Oder besser gesagt: durfte. Denn genau solche Plattformen braucht Lindner im Wahlkampf, um Wähler für sich zu gewinnen. Im Laufe der Woche dürfen noch die Spitzenkandidaten von SPD, CDU, Grünen und auch den Piraten auf Sendung. Fünf werktägliche Sendungen, fünf Parteien: Das RTL-Programmschema und die politische Landschaft in NRW scheinen wunderbar zueinander zu passen.

Wäre da nicht noch eine Partei: Die Linke. Denn auch sie kämpft um Sitze im Düsseldorfer Parlament, doch ihre Spitzenkandidatin Katharina Schwabedissen darf nicht zu RTL. „Ach, wir haben uns daran ja schon fast gewöhnt“, sagt Angela Bankert aus der Pressestelle der Partei. Immer wieder wird die Linke bei solchen Parteien-Runden ignoriert, vergessen, ausgeschlossen.

So hat im „Hyperland“-Blog des ZDF kürzlich der Düsseldorfer Blogger Thomas Knüwer die Onlineaktivitäten der West-Parteien verglichen. Die Linken waren nicht dabei. Warum, will der Autor nicht öffentlich erklären.

Erstaunlich oft fallen die Linken durch die intransparenten Raster, die sich Redaktionen für ihre Berichterstattung ausdenken. So vergleicht die Rheinische Post in ihrer heutigen Ausgabe die Positionen der Parteien zur Finanzpolitik. Neben SPD, CDU und Grünen kommt auch die FDP zu Wort, die Linken aber nicht – obwohl beide Parteien bisher im Landtag vertreten waren, und beide um den Wiedereinzug kämpfen müssen.
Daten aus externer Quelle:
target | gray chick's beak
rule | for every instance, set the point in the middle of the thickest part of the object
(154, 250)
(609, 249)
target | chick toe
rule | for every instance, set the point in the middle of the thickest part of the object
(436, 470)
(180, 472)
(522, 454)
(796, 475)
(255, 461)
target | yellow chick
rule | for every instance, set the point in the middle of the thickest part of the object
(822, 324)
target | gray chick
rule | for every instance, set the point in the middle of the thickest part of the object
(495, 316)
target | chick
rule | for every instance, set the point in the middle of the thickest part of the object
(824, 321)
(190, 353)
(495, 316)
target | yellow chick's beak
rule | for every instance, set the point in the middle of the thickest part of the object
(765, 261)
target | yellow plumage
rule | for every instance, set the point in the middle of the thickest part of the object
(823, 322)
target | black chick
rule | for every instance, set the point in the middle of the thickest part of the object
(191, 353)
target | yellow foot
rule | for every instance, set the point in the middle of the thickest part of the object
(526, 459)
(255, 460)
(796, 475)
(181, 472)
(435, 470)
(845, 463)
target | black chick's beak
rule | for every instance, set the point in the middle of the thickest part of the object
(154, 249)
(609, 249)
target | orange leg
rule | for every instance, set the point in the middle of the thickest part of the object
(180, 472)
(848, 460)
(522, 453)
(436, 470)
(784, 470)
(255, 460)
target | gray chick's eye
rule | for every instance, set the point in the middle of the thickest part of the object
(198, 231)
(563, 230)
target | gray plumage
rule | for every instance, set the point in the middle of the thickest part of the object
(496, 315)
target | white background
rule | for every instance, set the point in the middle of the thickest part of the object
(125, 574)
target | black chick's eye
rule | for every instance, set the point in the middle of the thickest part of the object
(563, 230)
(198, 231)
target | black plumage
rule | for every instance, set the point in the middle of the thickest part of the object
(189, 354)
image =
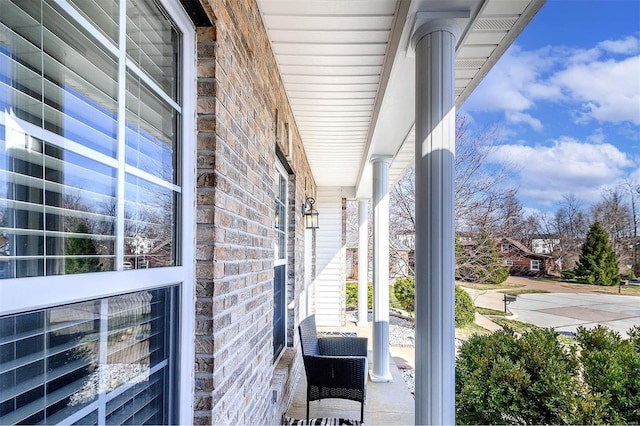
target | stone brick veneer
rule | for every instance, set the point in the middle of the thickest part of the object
(241, 103)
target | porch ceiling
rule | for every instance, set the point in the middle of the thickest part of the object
(349, 74)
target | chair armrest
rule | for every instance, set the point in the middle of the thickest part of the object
(336, 372)
(343, 346)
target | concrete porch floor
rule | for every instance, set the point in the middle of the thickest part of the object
(386, 403)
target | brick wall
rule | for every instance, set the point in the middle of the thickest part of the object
(239, 92)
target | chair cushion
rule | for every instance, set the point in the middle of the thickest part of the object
(328, 421)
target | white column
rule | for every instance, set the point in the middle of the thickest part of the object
(363, 262)
(380, 372)
(435, 43)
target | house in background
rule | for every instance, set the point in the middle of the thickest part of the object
(545, 244)
(157, 161)
(524, 262)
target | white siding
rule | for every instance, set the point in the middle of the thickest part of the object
(330, 255)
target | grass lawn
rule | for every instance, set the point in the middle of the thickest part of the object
(477, 286)
(524, 291)
(491, 312)
(517, 326)
(464, 333)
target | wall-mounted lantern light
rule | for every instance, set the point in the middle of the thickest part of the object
(310, 214)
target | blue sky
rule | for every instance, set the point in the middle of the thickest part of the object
(566, 100)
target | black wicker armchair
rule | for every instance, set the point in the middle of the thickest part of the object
(336, 367)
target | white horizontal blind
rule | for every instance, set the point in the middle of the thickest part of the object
(103, 361)
(60, 144)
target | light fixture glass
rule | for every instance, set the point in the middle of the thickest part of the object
(310, 214)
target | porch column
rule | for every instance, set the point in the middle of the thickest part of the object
(363, 262)
(380, 372)
(435, 42)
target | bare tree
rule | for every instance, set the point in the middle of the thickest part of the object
(482, 204)
(571, 224)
„Manchmal gehen wir dem nach und beschweren uns“, sagt Linken-Sprecherin Bankert, „aber oft lassen wir es auch gut sein, denn sonst würden wir hier zu nichts anderem mehr kommen.“

Nun, im RTL-Fall, haben sie aber doch eine Pressemitteilung herausgegeben. Der Sender verstoße gegen „journalistische Spielregeln“, heißt es darin. RTL erlaube sich hier in einem wichtigen Format eine „Vorauswahl in der politischen Willensbildung der Bürgerinnen und Bürger“, die völlig inakzeptabel sei.

Warum sie gerade die Linken nicht eingeladen haben, will der Sender auch auf Nachfrage von ZEIT ONLINE nicht erklären: „Die Auswahl der in den fünf Folgen dieser Wochenserie vertretenen Parteien erfolgt durch die Redaktion“, erklärt ein Sprecher nur.
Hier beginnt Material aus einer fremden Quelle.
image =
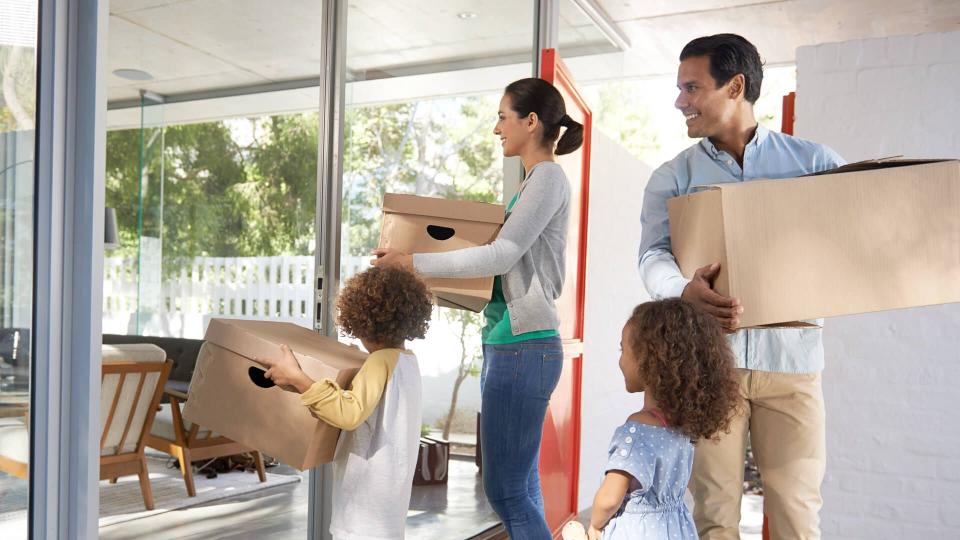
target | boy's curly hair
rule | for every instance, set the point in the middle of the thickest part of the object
(385, 305)
(686, 362)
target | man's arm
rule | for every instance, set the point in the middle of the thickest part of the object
(658, 267)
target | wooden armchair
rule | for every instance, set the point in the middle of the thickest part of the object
(132, 380)
(188, 442)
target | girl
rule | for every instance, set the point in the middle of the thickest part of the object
(522, 355)
(679, 358)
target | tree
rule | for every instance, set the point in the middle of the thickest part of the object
(468, 324)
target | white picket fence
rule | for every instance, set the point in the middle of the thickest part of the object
(273, 288)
Vielleicht hat die Redaktion des Privatsenders also gar nichts gegen die Linken, vielleicht findet sie sie einfach nur langweiliger als die anderen Parteien.

 

Weisbands Anti-Nazi-Brandbrief

Marina Weisband „reicht’s jetzt“. So ist ein neuer, lesenswerter Beitrag in ihrem Blog überschrieben. Es geht um den Umgang der Piratenpartei mit rechtsextremen Mitgliedern. Für eine hitzige Debatte hatte zuletzt der Berliner Landesvorsitzende Hartmut Semken gesorgt, der in seinem Blog für einen toleranten Umgang mit rechten Parteifreunden plädierte.

Weisband, die politische Geschäftsführerin und prominenteste weibliche Aktivistin der Piraten, fordert klare Regeln für den Umgang mit rechtsextremem Gedankengut. Sie verlangt, dass sich alle Piraten „ohne Relativierung“ von Rassismus, Antisemitismus, Islamophobie – und „jedem weiteren Weltbild, das Menschengruppen ausgrenzt oder verachtet“ distanziert.

Die Piratenpartei basiere darauf, dass „alle Menschen gleichwertig sind“, bloggt Weisband. Würde man rechtsextremes Gedankengut weiter dulden, würden die wichtigen, anderen Ideen der Piraten „in lauter Müll und Dreck“ versinken.

Der Berliner Landeschef Semken räumte inzwischen ein, mit seinen Äußerungen einen Fehler begangen zu haben. Zurücktreten, wie das etliche Parteifreunde bereits fordern, will er indes nicht.

Sein Landesverband kündigte am heutigen Freitag an, den Umgang mit rechtsextremen Tendenzen in der Partei auf einer Konferenz Ende Mai diskutieren zu wollen. „Wir erkennen an, dass das Problem von Rassismus und Diskriminierung in der Gesellschaft und in der Piratenpartei existiert – von Einzelfällen zu sprechen ist falsch“, teilte der Landesverband mit. Er widerspricht damit Parteichef Sebastian Nerz, der am Vortag behauptet hatte, die Piraten hätten „kein rechtes Problem“.

 

Lindners Lebenslügen im Wahlkampf

Die FDP setzt in ihrem NRW-Wahlkampf total auf die Strahlkraft ihres 33-jährigen Spitzenkandidaten Christian Lindner. Die Homepage, die Plakate, egal, wo man bei den Liberalen derzeit hinschaut, überall grinst einem Lindners Dreitagebart entgegen.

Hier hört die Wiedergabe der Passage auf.